Para pendukung gerakan Muqtada al-Sadr-tokoh pemimpin pejuang Syiah Pasukan Mahdi di Irak-membantah pernyataan militer AS yang mengatakan bahwa al-Sadr melarikan diri ke Iran untuk menghindari operasi keamanan besar-besaran yang digelar di Irak.
Keberadaan al-Sadr, tokoh pejuang Irak yang oleh AS dianggap paling membahayakan ini, sampai sekarang masih menjadi misteri. Dia diduga menghilang sejak tanggal 3 Januari lalu. Al-Sadr bahkan tidak muncul dalam pidato yang sudah dijadwalkan Senin kemarin di kota Najaf, kota basis pertahana al-Sadr dan pengikutnya.

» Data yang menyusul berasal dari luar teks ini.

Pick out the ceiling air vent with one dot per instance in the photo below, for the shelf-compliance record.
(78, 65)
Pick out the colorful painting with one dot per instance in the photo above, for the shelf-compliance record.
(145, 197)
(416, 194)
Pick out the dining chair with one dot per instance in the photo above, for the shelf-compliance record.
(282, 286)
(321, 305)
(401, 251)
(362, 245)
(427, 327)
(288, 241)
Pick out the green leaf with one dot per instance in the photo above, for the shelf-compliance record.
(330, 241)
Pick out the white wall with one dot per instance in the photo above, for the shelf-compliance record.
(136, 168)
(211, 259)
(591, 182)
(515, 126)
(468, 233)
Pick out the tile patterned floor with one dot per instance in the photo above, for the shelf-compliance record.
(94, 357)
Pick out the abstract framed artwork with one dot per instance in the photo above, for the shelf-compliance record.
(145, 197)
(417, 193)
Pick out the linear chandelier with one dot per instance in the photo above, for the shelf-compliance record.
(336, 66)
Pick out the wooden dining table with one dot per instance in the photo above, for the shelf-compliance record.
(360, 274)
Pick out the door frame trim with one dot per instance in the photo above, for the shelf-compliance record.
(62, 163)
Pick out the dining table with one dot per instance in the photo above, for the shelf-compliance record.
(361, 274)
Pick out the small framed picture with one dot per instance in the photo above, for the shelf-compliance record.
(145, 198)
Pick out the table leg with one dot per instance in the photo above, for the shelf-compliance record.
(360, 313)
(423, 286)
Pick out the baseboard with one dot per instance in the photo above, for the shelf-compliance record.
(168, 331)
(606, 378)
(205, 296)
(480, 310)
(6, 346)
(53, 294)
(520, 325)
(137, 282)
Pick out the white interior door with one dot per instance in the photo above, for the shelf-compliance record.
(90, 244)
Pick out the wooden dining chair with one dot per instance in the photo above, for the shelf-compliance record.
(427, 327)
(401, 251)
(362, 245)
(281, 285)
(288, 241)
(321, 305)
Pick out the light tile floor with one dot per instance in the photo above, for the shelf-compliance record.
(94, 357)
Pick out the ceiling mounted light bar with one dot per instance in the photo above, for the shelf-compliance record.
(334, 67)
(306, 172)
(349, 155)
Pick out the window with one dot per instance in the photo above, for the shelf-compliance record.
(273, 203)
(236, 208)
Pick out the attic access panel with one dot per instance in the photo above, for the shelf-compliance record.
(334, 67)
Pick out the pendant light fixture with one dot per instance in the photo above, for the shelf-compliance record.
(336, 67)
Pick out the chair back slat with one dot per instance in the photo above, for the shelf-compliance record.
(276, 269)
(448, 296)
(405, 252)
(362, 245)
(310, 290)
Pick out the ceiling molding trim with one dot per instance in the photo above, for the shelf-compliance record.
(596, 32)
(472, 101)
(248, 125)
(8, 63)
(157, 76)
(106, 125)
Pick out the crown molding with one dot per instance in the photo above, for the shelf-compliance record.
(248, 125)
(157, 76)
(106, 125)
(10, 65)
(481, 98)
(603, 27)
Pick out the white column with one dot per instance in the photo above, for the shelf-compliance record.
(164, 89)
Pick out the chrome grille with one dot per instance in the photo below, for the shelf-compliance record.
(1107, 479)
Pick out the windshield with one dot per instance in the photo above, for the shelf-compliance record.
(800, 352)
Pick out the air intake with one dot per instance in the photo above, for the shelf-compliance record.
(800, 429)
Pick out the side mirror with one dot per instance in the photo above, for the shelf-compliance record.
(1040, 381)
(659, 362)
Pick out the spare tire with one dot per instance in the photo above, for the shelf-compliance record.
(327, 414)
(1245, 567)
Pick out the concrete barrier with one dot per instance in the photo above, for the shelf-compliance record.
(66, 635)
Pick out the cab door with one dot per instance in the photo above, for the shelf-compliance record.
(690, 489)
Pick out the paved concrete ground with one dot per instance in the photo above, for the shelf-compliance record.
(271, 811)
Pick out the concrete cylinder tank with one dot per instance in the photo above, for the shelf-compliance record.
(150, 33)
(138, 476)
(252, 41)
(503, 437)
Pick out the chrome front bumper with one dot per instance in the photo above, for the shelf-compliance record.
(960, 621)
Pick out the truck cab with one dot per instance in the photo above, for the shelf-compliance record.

Anggota parlemen dan pejabat pemerintah Irak yang loyal pada al-Sadr membantah informasi yang mengatakan bahwa pemimpin Pasukan Mahdi itu telah meninggalkan Irak. Namun mereka menolak mengatakan di mana keberadaan al-Sadr sekarang dengan alasan demi keselamatan tokoh itu. Menurut seorang pembantu al-Sadr yang tidak mau disebut namanya, al-Sadr sekarang hidup berpindah-pindah tempat. Setiap malam al-Sadr tidur di lokasi yang berbeda-beda untuk berjaga-jaga dari kemungkinan serangan.
Sebelum menghilang, penjagaan terhadap tokoh Muqtada al-Sadr sudah diperketat. Ketika ia memberikan ceramah di sebuah masjid di Kufa, dekat kota Najaf, para penjaganya mengatur strategi konvoi untuk mengelabui kelompok-kelompok yang ingin menyerang al-Sadr. Para penjaga al-Sadr mengaku khawatir dengan serangan dari kelompok saingan mereka yang juga Syiah, termasuk serangan dari pasukan AS dan pembunuh bayaran dari kelompok ekstrimis Sunni.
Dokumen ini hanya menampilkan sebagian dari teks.